In a recent LinkedIn post, someone mentioned the beauty of being 'undefinable', and I think that's a great way of explaining the content of this post.
I’ve recently been pondering over how many skills I’ve unintentionally gained from being chronically ill. Since high school I've always been told I think 'differently' and that my thought process is 'interesting'; I’ve never fully understood what people meant by this until a few years ago, but now I have really come to like it.
It is a weird space to be in because you don't any special degrees for all of this, or have any professional experience. It's just things you've picked up on while trying to expand your knowledge. Personally, it's all things I've had to learn to advocate for myself and to help others on their journey. The one thing that makes it difficult is, because there's no certificate to show, it's hard to demonstrate these skills unless someone is paying attention, especially for jobs.
Let's get into it then. Here are some skills (pretty random) I've picked up over the years:
Research - Particularly medical research. I have spent years learning how to properly research for medical things. It is so important to know HOW to conduct research online because there is so much out there that can get lost in translation.
Medical jargon and things - This is still something I'm learning as I'm not a professional. There's just a lot to learn, but for a non professional there's a lot I know medically, for example how to interpret blood tests and how NHS bloods work etc.
All things admin - Again, I have no professional admin experience, but I spend a lot of time doing life admin. Things like booking appointments, chasing appointments and referrals, chasing tests, interpreting tests and emailing doctors with result summaries and how that impacts me (you'd be surprised at how much of the doctor side of things I do), sorting medicines, health tracking, symptom tracking when needed, and so much more, just on the patient side, not including general life things.
Content creation - This one would be from my online advocacy and awareness work as well as work I've done for charities and companies. I am in no way a professional when it comes to this either, but I think I do a good job.

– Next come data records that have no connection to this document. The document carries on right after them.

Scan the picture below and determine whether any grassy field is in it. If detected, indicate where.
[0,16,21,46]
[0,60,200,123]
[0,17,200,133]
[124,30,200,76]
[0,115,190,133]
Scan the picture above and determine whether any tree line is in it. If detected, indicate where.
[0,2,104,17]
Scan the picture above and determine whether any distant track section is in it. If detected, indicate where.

Time management and prioritisation has been a fun one to juggle. Between work, all things medical, social life and other life things, it gets to be a lot sometimes but again, so far, I've kept my head on straight (with some shutting down moments because I'm still human). It is a fun one to explain as well in past interviews because it sounds like A LOT and, yeah, it is but I prioritise and plan well so it's not overwhelming. When people hear about it they either love it or they are worried that I wouldn't be able to prioritise their work.

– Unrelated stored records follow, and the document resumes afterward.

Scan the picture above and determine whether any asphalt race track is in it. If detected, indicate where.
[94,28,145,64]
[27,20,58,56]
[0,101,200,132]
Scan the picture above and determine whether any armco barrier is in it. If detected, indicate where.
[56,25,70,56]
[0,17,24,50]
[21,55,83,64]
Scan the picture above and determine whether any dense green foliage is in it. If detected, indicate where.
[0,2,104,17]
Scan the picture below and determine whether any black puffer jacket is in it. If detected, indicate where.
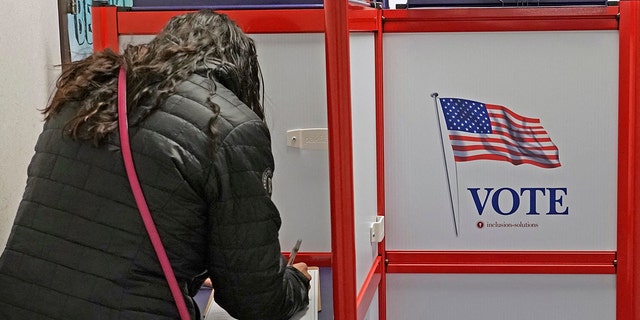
[0,74,309,320]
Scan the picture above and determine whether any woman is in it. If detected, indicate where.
[0,11,310,320]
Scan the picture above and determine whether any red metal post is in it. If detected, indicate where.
[375,6,387,320]
[616,0,640,320]
[324,0,357,320]
[91,6,120,52]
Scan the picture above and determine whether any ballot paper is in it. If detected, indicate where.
[204,267,320,320]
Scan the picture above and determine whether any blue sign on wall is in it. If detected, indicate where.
[67,0,133,61]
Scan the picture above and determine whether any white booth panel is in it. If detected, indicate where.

The ability to think outside the box and think differently. To be able to empathise and be understanding different perspectives.
I am not sure how to properly explain this one and it is not to be offensive or downplay other people's efforts and the way they work. Ever since I started my job I have noticed how much easier it is for me to work through pain and feeling poorly in general than it is for an able bodied person. By this I mean, I am constantly in pain, but if I am having a meh day or if I'm in more pain than usual, I find myself still carrying on with work. Maybe I take extra rest breaks or painkillers and find other ways to cope but I still get on with it. This is not to say that if i'm feeling too bad I would still continue because I know not to push myself too hard otherwise I will just end up more poorly than I was to start with. However, I cannot stop working because I'm having a slightly bad day because if I did that I would barely ever work; as someone whose normal is being in pain, working through this on a daily basis is important. I think this would point towards strength, determination, and adaptability.
I feel as though there is so much more to this and it is really about seeing the person and not the criteria or box you can fit them in because people can and will surprise you. Just because I don't fit into your professional box doesn't mean I wouldn't be an asset to you.
Maybe we should all rethink professional tick boxes.